By Juan Saldana
The biggest pipe dream advanced by the proponents of this $31 billion tax increase is that building more light rail tracks is an effective way of achieving urban “in-fill.” The notion that all prospective land owners are waiting for a few more miles of expensive and slowmoving trains before they upgrade their properties is ludicrous.
Aside from some limited improvements to structures near the train stops, the vast majority of the real estate near the first 20 miles of light rail track remains rundown. If the first 20 miles couldn’t rescue these eyesores, why should we expect the next 20 miles to do the trick?
Rehabilitating urban property requires money. Unfortunately, light rail doesn’t generate income for most property owners. Quite the contrary. During the construction the streets in front of businesses will be torn up for a lengthy period, making it hard for customers to get in to buy anything.
Some businesses won’t survive the construction phase.

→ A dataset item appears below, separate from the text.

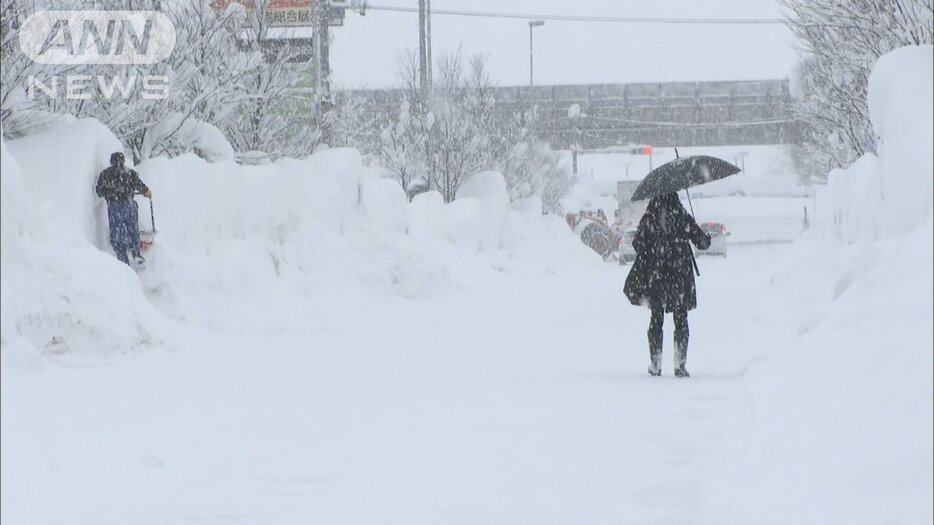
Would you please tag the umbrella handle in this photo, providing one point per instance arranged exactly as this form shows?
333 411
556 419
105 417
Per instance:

Those that do will mostly see fewer customers return, since the tracks will prevent left turns into the businesses. The loss of lanes for automobiles will add to traffic congestion—further deterring customers.
If the City were serious about revitalizing the urban core, it would opt for a more efficient means of accomplishing this—like giving small businesses in the core area a tax holiday. This would allow them to keep more of the money they earn. Businesses already in the area would be more likely to thrive. Others would be drawn to the area by the improved net income they could obtain.
If we really want to revitalize the urban core we should reject hiking taxes to fund a lame railroad and pursue sounder methods.